Rogers v. Howard

4 Ind. 325 | Ind. | 1853

Roache, J.

This was a suit instituted by the defendants in error, to contest the validity of the will of Robert Rogers.

The parties contesting filed their allegations in writing, setting forth their objections; the defendants answered; and an issue was made up whether the writing produced was the last will and testament. The jury returned a verdict against the validity of the will. The verdict was set aside by the Court and a new trial granted, which resulted in a second finding that the writing in controversy was not the last will of Robert Rogers.

The only point necessary to be examined in this case, arises upon the refusal of the Probate Court to grant a change of venue prayed for by one of the plaintiffs in error, previous to the second trial. At the proper time an affidavit was filed, alleging that a fair and impartial trial of the cause could not be had in the county of Decatur, because of the prejudice and odium which attached to him and his defence. The motion was overruled.

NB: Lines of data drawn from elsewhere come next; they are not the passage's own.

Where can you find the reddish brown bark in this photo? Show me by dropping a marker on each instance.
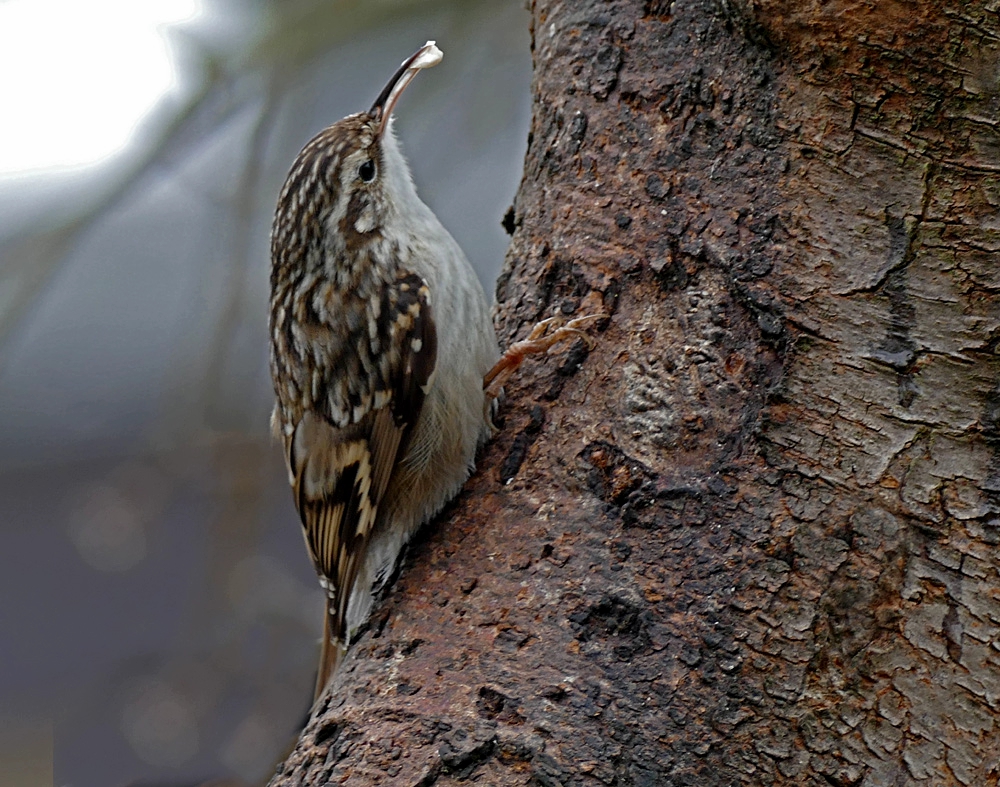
(751, 537)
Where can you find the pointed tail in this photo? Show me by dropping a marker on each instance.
(331, 651)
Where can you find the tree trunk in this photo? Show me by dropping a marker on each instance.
(751, 538)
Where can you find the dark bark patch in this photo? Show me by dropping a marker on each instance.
(614, 474)
(546, 771)
(495, 705)
(327, 734)
(461, 753)
(614, 617)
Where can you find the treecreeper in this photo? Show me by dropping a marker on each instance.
(384, 358)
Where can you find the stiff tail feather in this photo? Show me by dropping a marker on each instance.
(331, 651)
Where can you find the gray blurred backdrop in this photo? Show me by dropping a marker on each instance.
(157, 610)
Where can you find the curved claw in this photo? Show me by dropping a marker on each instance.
(538, 341)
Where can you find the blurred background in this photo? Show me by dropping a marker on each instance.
(158, 614)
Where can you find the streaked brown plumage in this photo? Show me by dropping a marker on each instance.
(381, 336)
(380, 413)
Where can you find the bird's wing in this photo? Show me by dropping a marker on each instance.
(341, 472)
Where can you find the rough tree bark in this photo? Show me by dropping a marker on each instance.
(751, 538)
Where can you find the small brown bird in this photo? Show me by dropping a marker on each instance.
(381, 335)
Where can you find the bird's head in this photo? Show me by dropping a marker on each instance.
(350, 182)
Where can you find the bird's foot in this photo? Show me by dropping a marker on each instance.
(540, 340)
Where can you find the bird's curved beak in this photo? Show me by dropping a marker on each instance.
(428, 55)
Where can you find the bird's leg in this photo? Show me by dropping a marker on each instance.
(538, 341)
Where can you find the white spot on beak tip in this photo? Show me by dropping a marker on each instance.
(429, 57)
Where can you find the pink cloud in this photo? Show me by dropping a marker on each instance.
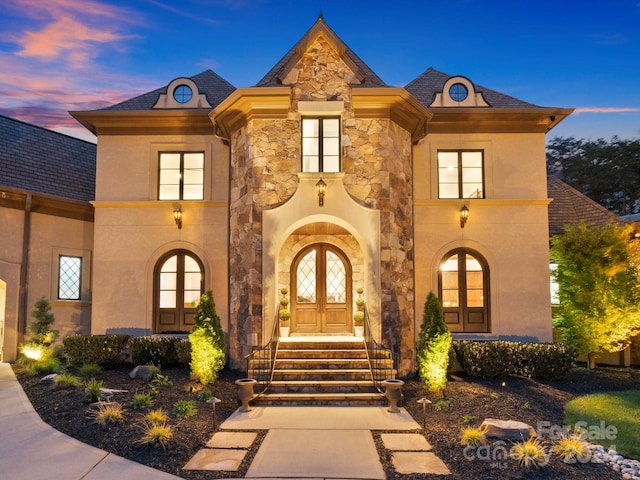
(605, 110)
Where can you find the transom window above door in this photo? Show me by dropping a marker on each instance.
(460, 174)
(181, 176)
(321, 144)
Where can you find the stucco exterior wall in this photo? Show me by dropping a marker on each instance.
(133, 229)
(50, 236)
(509, 228)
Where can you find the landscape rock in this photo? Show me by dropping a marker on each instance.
(140, 371)
(507, 429)
(51, 378)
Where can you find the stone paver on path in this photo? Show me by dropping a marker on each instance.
(216, 459)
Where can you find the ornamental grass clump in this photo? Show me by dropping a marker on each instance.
(142, 400)
(93, 389)
(156, 416)
(571, 449)
(472, 437)
(66, 380)
(433, 347)
(157, 434)
(108, 412)
(208, 347)
(184, 409)
(530, 453)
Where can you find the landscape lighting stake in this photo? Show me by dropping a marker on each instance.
(424, 401)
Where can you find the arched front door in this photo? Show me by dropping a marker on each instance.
(321, 291)
(178, 286)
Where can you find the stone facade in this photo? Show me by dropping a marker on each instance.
(376, 160)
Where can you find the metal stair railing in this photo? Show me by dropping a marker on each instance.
(261, 362)
(377, 354)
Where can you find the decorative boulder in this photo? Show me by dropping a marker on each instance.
(51, 378)
(507, 429)
(141, 371)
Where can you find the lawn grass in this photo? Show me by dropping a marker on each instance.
(609, 409)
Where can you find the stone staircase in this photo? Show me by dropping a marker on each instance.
(322, 372)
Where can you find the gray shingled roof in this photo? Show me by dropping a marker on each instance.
(425, 87)
(569, 206)
(208, 82)
(370, 77)
(40, 160)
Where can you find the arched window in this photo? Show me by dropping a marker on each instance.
(178, 285)
(463, 285)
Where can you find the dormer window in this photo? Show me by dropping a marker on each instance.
(182, 93)
(458, 92)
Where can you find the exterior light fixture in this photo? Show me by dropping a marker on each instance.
(177, 216)
(321, 187)
(464, 215)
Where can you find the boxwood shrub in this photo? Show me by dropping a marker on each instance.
(159, 351)
(108, 351)
(496, 358)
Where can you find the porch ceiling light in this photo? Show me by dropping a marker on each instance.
(321, 188)
(464, 215)
(177, 216)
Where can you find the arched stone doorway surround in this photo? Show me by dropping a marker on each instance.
(353, 228)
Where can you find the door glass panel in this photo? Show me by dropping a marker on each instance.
(449, 269)
(168, 282)
(306, 278)
(475, 283)
(336, 279)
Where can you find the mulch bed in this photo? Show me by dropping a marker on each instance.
(470, 400)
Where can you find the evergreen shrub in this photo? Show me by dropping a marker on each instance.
(108, 351)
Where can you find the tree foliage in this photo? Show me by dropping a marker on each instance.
(40, 330)
(434, 343)
(597, 275)
(608, 172)
(208, 346)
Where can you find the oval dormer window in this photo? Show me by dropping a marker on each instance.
(182, 93)
(458, 92)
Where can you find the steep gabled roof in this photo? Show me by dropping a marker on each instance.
(40, 160)
(569, 206)
(208, 82)
(428, 84)
(274, 77)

The defendants in error, in support of the ruling of the Court, assume the position that the Probate Court had no power to grant the change of venue in this case, because art. 3 of c. 30, R. S. 1843, on which the proceeding is founded, does not give any such power. It is true that article is silent on the subject. But it confers the exclusive jurisdiction in such proceeding on the Probate Court, and the 14th section of chapter 39, which prescribes the powers and duties of that Court, declares it “ shall have power to grant changes of venue upon the conditions and restrictions, and according to the usages and customs of other courts of record in this state.” In addition to this, *326section 59 of the same article 3, provides that “in all matters relating to the mode of procedure, investigation, hearing and determination of such cause, which are not specially provided for in this article, such [Probate] Court shall proceed and be governed by the rules, regulations, and usages of Courts in other causes, so far as the same are applicable and proper.”

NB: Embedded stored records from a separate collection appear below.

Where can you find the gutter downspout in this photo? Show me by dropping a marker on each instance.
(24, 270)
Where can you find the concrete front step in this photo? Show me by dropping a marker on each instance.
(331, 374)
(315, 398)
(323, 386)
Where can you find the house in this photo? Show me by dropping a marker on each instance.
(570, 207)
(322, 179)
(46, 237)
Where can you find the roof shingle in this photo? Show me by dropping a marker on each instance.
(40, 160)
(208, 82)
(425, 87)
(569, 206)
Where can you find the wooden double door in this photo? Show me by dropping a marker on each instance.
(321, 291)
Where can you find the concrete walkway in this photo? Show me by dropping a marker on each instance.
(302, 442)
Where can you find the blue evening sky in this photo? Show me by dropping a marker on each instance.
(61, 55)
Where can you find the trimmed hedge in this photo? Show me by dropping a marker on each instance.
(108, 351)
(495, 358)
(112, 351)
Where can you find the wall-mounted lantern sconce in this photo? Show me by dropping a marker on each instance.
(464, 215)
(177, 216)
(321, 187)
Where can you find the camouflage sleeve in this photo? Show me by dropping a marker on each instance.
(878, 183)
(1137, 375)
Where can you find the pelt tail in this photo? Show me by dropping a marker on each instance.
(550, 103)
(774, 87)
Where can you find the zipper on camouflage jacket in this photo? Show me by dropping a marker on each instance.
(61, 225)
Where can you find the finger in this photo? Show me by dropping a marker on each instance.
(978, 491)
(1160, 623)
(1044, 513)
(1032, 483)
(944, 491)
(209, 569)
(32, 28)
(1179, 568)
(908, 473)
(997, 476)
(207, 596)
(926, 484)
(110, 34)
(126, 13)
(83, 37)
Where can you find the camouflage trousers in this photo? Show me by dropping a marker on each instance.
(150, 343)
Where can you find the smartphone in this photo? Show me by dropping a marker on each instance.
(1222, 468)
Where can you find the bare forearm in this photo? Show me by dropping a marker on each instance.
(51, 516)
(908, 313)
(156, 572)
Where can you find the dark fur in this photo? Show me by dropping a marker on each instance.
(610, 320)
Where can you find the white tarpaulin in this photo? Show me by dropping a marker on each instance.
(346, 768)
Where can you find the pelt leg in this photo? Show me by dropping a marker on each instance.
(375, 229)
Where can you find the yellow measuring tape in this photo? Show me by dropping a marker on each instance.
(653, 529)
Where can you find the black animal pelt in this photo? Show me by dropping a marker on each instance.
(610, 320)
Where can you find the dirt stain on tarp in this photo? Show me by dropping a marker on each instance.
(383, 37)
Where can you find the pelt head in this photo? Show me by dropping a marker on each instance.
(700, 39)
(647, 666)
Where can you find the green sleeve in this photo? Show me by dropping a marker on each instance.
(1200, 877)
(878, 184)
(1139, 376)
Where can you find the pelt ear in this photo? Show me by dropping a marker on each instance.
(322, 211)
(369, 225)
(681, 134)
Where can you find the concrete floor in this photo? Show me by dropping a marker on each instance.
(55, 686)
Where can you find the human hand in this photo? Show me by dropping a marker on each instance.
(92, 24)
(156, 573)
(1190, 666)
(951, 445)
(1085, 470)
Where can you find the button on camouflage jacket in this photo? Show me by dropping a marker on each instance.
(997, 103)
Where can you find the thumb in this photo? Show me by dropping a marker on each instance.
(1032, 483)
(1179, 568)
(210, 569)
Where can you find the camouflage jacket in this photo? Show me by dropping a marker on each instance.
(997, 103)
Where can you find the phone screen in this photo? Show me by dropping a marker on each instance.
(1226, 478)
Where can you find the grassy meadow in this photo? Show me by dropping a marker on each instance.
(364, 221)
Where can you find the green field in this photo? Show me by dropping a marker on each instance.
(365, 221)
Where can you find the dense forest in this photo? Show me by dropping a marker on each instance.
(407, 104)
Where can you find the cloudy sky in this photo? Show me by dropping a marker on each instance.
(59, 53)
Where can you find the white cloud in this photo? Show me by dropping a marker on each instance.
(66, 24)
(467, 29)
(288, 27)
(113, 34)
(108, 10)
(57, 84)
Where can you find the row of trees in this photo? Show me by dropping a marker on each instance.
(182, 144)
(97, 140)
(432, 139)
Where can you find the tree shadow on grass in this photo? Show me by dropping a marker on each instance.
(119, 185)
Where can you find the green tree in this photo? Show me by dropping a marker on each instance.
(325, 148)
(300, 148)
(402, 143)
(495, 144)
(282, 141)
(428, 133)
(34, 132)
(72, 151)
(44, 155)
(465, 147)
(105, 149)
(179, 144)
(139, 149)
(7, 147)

J. S. Scobey, for the plaintiffs. J. Robinson and A. Damson, for the defendants.

We can perceive no reason why a change of venue may not become as applicable and proper in a contest of the validity of a will, as in any other proceeding in the Probate Court. The causes which make a change necessary in any trial, may and do exist with equal force in these proceedings.

This view of the case is sustained by a decision in an analagous case. The statute of 1838, p. 379, authorizing applications to be made before justices of the peace to enter satisfaction of judgments on their dockets, did not expressly provide for any appeal from their decisions in such cases. Yet the Supreme Court held that the general law authorizing appeals from the j udgments of justices, was sufficient to sanction the appeal taken from a decision in such a case. Creekpaum v. Templeton, 5 Blackf. 583.

However reluctant we may be to disturb two concurring verdicts, supported, as it seems to us, by the preponderance of the evidence, the decision of the Court below is too clearly erroneous to admit of hesitation in reversing it. (1)

Per Curiam.

The judgment is reversed with costs. Cause remanded, &c.

Davison, J., having been concerned as counsel, was absent.